Third, the IRS has updated the listing of required modifications (LRMs) for cash or deferred arrangements (CODAs) and defined contribution plans. The LRM is a collection of information that helps plan sponsors draft plans that comply with applicable laws and regulations. The updated defined contribution LRM makes adjustments in plan qualification requirements, regulations and guidance provided in the 2017 Cumulative List of Changes.
Lastly, other items in the newsletter include the release of advanced copies of Form 5500 for 2017, instructions for field agents regarding missing participants and beneficiaries, and updated instructions for electronically filing Form 8955-SSA (Publication 4810).
Plan sponsors of retirement plans should familiarize themselves with the information contained in the IRS newsletter (especially the various types of disaster-related relief affecting employee benefit plans) and make any necessary changes.
On Dec. 22, 2017, the Pension Benefit Guaranty Corporation (PBGC) issued final regulations that expand its Missing Participants Program (the Program) to defined contribution plans (such as 401(k) and other plans). As background, ERISA requires plan sponsors to distribute plan assets to participants upon termination. The problem with completing that process is often that the employer cannot find certain prior employees. The Program allowed defined benefit plan sponsors who had undertaken a diligent search for these missing employees to transfer the missing employees’ account balances to PBGC. PBGC would then provide those benefits to employees when they were found.
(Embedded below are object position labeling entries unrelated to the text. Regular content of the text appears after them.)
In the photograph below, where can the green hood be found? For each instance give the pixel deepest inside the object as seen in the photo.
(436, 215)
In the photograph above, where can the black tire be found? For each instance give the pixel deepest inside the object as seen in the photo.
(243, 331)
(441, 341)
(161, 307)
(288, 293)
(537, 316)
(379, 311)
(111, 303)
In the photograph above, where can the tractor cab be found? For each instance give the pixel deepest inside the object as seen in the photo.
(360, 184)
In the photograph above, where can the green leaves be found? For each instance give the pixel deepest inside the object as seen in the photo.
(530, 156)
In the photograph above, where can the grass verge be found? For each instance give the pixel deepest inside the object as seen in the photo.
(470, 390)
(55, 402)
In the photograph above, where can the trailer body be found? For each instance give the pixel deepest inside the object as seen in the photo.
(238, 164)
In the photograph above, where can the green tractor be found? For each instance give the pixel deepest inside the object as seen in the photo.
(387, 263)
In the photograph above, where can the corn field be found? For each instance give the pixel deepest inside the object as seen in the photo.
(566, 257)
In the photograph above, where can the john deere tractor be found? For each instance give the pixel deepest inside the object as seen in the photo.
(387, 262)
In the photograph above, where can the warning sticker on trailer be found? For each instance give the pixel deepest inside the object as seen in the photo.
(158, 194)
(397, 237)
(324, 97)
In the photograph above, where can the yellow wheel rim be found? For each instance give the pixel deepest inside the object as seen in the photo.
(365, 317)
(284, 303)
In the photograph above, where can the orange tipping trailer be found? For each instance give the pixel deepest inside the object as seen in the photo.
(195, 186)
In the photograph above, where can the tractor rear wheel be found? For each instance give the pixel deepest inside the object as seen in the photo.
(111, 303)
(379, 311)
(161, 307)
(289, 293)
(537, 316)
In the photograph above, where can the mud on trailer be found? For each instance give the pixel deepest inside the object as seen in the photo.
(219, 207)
This new regulation broadens the Program to offer it to defined contribution plans, multiemployer plans, professional service plans with 25 or fewer participants, and other defined benefit plans that weren’t previously covered. So, beginning on Jan. 1, 2018, defined contribution plan sponsors that are terminating their plans have the option of transferring missing participants’ benefits to PBGC. PBGC will then provide a centralized benefits directory through which the missing participants can determine if benefits are being held for them.
The new regulations also streamline the program by changing the way that employers determine the amount of money that should be sent to PBGC, increasing protection of participants’ benefits and easing the transfer of benefits to PBGC.
Any employers considering whether they would like to access the PBGC Program should familiarize themselves with the Program to determine if doing so is appropriate.